On Friday, the Education Department correctly withdrew two famous examples of regulatory “dark matter” issued during the Obama administration: its April 4, 2011 “Dear Colleague Letter” about “sexual violence” and its April 29, 2014 “Questions and Answers on Title IX and Sexual Violence.” These “guidance” documents heavily intruded into how schools handle complaints of sexual harassment and rape, banning the clear-and-convincing evidence standard, restricting cross-examination rights, and restricting the appeal rights of accused people.

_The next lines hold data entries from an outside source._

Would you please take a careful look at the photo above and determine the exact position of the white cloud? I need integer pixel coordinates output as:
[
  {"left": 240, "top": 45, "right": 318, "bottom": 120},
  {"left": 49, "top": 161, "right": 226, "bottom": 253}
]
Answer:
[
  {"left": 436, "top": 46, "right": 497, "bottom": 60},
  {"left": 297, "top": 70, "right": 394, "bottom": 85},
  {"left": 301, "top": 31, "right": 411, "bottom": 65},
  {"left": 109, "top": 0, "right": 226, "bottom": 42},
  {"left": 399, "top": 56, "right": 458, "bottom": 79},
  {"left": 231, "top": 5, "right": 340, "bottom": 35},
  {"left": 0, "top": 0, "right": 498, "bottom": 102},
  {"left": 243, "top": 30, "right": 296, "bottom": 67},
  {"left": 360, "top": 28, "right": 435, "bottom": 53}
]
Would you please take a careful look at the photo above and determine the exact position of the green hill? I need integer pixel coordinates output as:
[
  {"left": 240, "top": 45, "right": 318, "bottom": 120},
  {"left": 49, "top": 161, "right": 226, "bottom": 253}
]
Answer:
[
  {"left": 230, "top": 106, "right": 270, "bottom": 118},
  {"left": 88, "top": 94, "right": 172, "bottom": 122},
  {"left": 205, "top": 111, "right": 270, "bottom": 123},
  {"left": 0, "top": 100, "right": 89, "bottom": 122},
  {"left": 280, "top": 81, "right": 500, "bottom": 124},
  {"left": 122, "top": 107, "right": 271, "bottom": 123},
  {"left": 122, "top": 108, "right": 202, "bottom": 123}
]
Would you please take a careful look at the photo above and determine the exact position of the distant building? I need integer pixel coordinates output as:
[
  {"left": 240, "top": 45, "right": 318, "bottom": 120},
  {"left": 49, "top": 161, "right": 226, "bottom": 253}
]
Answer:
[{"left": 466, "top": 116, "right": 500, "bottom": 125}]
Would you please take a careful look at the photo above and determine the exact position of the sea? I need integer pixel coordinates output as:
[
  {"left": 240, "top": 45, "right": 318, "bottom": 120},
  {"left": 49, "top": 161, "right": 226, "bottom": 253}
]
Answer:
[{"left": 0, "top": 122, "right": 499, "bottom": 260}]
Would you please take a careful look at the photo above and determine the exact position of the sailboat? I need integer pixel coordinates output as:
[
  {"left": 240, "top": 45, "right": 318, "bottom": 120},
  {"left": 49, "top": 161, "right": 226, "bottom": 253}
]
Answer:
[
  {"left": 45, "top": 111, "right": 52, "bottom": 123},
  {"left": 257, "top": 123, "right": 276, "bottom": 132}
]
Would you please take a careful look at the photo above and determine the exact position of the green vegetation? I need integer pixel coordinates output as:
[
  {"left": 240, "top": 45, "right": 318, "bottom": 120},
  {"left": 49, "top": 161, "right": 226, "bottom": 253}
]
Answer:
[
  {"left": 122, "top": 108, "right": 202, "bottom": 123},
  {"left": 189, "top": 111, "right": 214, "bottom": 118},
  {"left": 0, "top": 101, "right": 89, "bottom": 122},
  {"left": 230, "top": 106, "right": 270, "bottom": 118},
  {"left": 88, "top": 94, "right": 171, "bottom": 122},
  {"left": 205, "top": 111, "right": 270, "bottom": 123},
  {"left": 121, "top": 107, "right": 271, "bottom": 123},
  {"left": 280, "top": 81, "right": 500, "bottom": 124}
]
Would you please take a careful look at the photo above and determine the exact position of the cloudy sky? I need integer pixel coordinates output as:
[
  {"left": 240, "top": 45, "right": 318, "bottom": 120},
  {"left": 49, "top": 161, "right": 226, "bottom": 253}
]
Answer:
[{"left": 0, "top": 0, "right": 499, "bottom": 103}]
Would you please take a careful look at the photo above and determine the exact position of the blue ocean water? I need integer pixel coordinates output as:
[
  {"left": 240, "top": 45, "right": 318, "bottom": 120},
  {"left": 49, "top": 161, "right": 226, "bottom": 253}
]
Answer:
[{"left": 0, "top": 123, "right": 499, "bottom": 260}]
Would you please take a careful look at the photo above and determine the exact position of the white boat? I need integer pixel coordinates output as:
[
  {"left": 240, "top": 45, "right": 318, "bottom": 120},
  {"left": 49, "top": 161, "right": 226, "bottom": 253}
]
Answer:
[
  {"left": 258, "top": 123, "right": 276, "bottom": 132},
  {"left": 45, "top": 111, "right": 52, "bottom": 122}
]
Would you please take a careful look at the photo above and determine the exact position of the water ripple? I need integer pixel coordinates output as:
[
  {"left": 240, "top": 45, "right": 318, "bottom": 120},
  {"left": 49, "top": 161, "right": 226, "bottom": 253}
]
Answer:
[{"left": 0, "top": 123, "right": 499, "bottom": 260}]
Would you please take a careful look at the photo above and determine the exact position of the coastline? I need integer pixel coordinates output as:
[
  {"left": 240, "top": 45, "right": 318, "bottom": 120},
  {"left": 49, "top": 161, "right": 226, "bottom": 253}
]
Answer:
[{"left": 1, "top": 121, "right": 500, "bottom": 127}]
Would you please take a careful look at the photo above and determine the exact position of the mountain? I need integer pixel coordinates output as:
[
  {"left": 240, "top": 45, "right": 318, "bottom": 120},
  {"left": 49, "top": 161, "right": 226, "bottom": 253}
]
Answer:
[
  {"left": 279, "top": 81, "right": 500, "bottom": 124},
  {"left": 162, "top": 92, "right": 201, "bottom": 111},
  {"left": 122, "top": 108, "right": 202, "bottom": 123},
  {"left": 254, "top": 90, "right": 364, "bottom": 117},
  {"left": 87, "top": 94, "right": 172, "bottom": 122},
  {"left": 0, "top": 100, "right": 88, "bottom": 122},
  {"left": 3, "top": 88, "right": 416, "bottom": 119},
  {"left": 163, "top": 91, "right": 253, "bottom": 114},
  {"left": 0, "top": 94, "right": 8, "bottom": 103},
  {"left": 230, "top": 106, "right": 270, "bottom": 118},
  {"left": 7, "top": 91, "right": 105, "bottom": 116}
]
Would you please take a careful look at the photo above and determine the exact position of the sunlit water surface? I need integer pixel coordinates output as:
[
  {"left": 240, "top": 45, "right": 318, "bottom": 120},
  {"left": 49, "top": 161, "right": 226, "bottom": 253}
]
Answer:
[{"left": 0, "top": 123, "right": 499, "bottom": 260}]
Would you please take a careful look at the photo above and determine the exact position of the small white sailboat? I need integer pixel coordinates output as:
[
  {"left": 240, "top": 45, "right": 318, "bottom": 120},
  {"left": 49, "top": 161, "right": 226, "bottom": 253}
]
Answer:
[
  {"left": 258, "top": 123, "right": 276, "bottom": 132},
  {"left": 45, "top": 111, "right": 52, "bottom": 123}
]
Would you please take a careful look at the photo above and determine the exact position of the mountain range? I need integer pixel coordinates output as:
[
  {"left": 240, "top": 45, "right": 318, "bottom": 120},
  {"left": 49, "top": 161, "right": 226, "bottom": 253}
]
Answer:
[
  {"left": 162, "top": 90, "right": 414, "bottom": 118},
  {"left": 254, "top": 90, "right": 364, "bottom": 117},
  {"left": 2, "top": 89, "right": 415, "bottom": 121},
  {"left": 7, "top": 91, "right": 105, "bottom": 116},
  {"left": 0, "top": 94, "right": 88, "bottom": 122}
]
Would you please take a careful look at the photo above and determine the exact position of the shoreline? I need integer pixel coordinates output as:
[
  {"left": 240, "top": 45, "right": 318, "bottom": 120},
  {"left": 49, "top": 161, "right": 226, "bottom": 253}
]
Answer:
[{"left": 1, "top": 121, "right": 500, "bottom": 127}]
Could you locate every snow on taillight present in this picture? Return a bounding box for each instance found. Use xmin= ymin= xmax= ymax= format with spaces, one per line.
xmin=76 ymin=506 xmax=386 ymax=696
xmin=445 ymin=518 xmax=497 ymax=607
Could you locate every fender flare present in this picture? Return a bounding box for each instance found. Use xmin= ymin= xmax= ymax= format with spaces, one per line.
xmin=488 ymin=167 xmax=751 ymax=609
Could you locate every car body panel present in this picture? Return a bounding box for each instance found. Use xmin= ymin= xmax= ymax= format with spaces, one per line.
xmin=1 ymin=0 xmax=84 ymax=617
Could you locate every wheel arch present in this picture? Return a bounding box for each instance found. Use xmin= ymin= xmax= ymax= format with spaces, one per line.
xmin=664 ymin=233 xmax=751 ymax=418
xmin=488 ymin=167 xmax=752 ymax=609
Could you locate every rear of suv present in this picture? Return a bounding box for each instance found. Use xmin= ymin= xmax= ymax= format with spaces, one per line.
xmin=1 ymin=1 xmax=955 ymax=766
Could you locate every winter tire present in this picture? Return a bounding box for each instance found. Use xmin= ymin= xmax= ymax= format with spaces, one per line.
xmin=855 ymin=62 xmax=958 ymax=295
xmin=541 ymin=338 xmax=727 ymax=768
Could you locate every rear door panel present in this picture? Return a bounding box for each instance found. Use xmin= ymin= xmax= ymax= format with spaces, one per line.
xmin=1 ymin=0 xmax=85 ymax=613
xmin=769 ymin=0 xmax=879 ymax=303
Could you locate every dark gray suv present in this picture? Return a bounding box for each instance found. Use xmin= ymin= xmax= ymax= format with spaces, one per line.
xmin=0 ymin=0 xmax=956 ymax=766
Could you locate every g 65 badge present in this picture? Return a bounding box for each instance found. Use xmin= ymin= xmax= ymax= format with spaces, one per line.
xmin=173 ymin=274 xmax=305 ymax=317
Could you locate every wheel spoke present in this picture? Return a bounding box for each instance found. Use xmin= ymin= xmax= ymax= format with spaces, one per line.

As a former Education Department lawyer, I believe it was correct to withdraw these requirements. The restrictions on cross-examination pressured colleges to violate student rights under state law. Under many state Administrative Procedure Acts, such as Oregon’s and Washington’s, students have a right to cross-examine their accuser. Yet the 2011 “Dear Colleague” letter urged colleges to restrict cross-examination, saying that the Education Department “strongly discourages schools from allowing the parties personally to question or cross-examine each other during the hearing.” That pressure also likely violated federal court rulings about students’ due process rights that are binding in certain parts of the country, such as rulings that students are entitled to cross-examine their accuser when a case boils down to a credibility contest. It is very perverse to ban cross-examination when the Supreme Court has described cross-examination as the “greatest legal engine ever invented for the discovery of truth.”
These documents improperly deviated from past Education Department positions respecting accused students’ appeal rights. The Dear Colleague Letter told colleges not to allow accused students to appeal findings of guilt unless they also allowed complainants to appeal not-guilty findings—a position that some civil liberties groups viewed as akin to double jeopardy.
Under the Clinton administration, the Education Department’s Office for Civil Rights, where I used to work, had conceded that a school need not let accusers challenge not-guilty verdicts, because it is the accused who “stands to be tried twice for the same allegation.” (Skidmore College, OCR Complaint No. 02-95-2136 (Feb. 12, 1996)). Similarly, under the Bush administration, it recognized that “there is no requirement under Title IX that a recipient provide a victim’s right of appeal” (University of Cincinnati, OCR Complaint No. 15-05-2041 (Apr. 13, 2006)), “whereas an accused student’s appeal rights are a standard component of University disciplinary processes in order to assure that the student is afforded due process.” (Suffolk University Law School, OCR Complaint No. 01-05-2074 (Sept. 30, 2008)).
The Obama administration overturned this past practice and imposed a contrary rule on colleges in its 2011 Dear Colleague letter, without even going through the notice-and-comment process for new legal requirements prescribed by the Administrative Procedure Act.
The Obama administration was also wrong to ban the clear-and-convincing evidence standard. Colleges used a higher standard in campus disciplinary proceedings for many years, with no objection from judges. As James Picozzi noted in 1987 in the Yale Law Journal: “Courts, universities, and student defendants all seem to agree that the appropriate standard of proof in student disciplinary cases is one of ‘clear and convincing’ evidence.” (University Disciplinary Process: What’s Fair, What’s Due, and What You Don’t Get, 96 Yale L. J. 2132, 2159 n. 17 (1987)). The American Association of University Professors has described the clear-and-convincing standard “as essential in any fair proceeding.”